Bei den Smartphone-Nutzern stellten die Forscher eine deutlich veränderte Gehirnaktivität fest, wenn Daumen, Zeige- und Mittelfinger berührt wurden. Konkret zeigten sich Veränderungen im sogenannten somatosensorischen Cortex: Dieses Areal ist dafür zuständig, die Signale aller Körperbereiche zu verarbeiten - also auch die der Finger.

Veränderungen in diesen Hirnbereichen kennt man etwa von geübten Geigenspielern: Hier ist das Areal, das für den instrumentführenden Finger verantwortlich ist, stärker ausgeprägt. Die schnellen und präzisen Bewegungen von Daumen, Zeige- und Mittelfinger  prägten sich offenbar ähnlich ein wie das Üben eines Geigenspielers.

Gosh und sein Team wollten nun herausfinden, ob sich eine solche Veränderung auch bei Smartphone-Nutzern ausprägt. Und tatsächlich konnten die Wissenschaftler in ihrem Versuchsaufbau zeigen, dass die Areale, die für die Bewegungen von Daumen, Zeige- und Mittelfinger zuständig sind, aktiver sind als bei Nutzern herkömmlicher Handys.

Der Daumen reagiert am heftigsten

Auch die Häufigkeit der Smartphone-Nutzung hat Auswirkungen: Hier sind die Hirnaktivitäten noch stärker gesteigert.

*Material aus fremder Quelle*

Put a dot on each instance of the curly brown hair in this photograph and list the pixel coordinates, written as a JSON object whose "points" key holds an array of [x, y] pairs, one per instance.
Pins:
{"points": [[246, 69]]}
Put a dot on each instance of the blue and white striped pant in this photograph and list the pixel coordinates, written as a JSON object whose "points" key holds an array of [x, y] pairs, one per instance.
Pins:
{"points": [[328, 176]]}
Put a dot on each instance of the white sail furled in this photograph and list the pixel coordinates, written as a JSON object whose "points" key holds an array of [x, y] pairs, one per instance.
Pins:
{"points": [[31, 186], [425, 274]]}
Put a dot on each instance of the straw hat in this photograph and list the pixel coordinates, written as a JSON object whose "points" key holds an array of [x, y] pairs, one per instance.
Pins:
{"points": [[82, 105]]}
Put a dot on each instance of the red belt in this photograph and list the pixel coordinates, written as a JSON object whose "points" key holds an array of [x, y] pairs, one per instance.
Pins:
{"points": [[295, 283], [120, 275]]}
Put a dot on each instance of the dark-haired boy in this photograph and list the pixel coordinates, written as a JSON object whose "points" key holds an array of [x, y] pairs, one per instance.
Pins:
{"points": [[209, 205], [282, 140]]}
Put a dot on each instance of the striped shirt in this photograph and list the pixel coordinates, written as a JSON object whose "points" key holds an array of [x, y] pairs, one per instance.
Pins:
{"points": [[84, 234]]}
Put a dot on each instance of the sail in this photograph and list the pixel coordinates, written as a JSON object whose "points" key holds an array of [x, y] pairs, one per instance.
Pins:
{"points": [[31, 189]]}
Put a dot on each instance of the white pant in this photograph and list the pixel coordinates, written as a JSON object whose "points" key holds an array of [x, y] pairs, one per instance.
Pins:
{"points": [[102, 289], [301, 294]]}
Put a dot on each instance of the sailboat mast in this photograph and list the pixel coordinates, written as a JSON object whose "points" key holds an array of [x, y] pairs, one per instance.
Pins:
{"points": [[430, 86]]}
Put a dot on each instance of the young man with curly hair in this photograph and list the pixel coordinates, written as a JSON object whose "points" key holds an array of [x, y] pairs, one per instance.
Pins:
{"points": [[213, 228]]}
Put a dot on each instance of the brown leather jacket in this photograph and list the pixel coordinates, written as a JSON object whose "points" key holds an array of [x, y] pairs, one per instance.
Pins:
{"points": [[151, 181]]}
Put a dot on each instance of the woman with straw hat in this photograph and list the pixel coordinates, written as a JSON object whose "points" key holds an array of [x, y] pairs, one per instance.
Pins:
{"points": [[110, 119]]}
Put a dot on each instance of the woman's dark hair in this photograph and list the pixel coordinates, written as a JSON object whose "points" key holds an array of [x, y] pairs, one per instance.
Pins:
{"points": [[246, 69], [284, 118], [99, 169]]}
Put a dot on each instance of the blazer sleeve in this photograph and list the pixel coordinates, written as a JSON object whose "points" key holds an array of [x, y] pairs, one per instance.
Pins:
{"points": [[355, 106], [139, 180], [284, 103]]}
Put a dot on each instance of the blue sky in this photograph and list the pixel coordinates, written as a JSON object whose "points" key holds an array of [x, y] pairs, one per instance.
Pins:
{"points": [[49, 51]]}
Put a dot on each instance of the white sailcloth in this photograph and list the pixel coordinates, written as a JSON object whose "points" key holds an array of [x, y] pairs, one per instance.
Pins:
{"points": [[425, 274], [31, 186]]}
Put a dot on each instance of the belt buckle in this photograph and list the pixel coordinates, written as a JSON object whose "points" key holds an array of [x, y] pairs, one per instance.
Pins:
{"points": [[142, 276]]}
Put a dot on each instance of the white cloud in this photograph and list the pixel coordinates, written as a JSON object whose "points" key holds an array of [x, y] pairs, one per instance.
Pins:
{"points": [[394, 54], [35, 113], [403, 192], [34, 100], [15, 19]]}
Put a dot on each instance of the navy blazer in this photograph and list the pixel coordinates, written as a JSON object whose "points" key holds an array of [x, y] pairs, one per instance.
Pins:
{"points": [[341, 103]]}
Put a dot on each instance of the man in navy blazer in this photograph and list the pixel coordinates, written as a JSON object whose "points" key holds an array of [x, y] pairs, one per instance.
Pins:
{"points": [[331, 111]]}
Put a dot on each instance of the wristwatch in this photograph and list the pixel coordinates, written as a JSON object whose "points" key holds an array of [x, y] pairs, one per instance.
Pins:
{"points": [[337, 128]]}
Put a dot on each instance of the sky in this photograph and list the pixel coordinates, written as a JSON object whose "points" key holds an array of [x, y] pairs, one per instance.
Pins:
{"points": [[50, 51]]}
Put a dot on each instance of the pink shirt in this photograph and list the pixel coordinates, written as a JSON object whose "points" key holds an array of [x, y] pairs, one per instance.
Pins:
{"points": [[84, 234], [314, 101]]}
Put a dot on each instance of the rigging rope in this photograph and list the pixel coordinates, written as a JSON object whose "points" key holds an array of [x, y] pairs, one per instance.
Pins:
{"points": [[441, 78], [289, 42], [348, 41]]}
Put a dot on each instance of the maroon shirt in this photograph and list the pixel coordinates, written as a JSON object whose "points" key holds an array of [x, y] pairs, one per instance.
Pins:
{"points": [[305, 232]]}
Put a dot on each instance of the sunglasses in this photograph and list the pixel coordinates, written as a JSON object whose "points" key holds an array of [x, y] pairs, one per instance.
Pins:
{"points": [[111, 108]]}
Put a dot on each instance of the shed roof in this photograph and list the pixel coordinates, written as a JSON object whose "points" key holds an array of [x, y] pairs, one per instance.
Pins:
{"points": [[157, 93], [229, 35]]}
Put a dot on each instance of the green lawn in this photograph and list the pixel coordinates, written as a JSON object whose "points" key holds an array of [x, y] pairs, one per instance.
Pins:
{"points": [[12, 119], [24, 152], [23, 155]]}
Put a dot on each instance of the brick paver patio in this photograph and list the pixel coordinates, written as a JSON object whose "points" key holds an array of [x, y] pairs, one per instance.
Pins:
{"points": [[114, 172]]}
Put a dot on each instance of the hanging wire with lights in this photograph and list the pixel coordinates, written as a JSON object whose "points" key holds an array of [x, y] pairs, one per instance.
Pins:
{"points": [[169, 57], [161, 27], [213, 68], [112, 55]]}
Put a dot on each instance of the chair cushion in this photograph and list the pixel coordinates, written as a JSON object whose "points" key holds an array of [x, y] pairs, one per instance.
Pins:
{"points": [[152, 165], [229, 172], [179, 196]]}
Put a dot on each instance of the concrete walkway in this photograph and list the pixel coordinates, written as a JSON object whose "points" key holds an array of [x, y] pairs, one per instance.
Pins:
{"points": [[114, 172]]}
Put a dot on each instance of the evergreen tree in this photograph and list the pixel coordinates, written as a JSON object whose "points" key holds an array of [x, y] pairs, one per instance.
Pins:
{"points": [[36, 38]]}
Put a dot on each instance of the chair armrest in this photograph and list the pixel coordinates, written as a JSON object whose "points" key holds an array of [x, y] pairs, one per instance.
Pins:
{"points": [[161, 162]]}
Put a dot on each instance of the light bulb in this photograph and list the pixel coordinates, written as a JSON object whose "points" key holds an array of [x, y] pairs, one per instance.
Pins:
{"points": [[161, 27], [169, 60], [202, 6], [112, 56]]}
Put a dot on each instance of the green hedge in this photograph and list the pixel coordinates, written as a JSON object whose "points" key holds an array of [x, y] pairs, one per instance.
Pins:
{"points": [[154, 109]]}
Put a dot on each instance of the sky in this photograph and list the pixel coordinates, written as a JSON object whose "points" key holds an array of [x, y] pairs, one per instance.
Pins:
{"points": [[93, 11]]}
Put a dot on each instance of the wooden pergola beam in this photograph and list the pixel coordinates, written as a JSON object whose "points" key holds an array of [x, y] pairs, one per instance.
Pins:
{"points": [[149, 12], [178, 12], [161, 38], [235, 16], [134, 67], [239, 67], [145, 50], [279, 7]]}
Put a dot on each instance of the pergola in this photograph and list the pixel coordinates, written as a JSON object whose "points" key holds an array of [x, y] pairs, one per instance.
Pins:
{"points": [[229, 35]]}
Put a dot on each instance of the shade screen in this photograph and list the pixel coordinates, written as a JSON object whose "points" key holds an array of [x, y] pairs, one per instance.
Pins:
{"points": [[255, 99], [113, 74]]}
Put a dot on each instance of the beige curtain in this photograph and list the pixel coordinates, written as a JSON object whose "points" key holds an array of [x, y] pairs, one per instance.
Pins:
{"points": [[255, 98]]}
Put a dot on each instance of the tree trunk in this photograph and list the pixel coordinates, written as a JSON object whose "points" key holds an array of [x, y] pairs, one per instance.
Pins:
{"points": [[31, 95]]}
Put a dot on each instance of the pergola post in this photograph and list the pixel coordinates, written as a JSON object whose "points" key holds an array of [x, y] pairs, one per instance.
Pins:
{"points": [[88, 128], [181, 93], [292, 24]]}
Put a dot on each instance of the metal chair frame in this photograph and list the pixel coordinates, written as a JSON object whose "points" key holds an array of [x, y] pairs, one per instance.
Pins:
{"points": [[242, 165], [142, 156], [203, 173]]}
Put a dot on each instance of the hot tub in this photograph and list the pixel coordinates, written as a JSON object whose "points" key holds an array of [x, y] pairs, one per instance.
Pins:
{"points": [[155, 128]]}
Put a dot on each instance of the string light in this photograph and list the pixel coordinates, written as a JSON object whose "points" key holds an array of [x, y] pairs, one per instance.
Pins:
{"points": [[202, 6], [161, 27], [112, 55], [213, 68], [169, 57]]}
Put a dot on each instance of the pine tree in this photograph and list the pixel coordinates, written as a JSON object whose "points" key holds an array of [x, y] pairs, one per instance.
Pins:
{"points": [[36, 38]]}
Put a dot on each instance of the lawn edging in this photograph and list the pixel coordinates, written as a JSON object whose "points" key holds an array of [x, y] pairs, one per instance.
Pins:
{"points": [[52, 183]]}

Je intensiver die Probanden ihr Smartphone im Zehn-Tages-Zeitraum nutzten, desto stärker waren auch die messbaren Hirnsignale. Dabei habe es auch keine Rolle gespielt, wie lange die Versuchspersonen zuvor bereits ein Smartphone besessen hätten.

Dies sei ein Unterschied zu den Gehirnveränderungen, die man bei Violinisten kennt: Bei Letzteren hängt die Signalstärke davon ab, wie lange sie das Instrument schon spielen. Am deutlichsten zeigte sich der Zusammenhang beim Daumen und dem zugehörigen Hirnbereich. Je kürzer die letzte Smartphone-Nutzung zurücklag, umso stärker ließ sich das zuständige Gehirnareal durch eine Reizung der Daumenspitze aktivieren.  

In einer Mitteilung zur Veröffentlichung der Studie teilte Ghosh mit, das Ausmaß der Veränderungen sei unerwartet hoch gewesen: "Die digitale Technik, die wir im Alltag nutzen, prägt die Sinnesverarbeitung in unserem Gehirn. Vom Ausmaß der Unterschiede war ich wirklich überrascht." Welche Mechanismen genau dahinterstecken, soll nun weiter erforscht werden.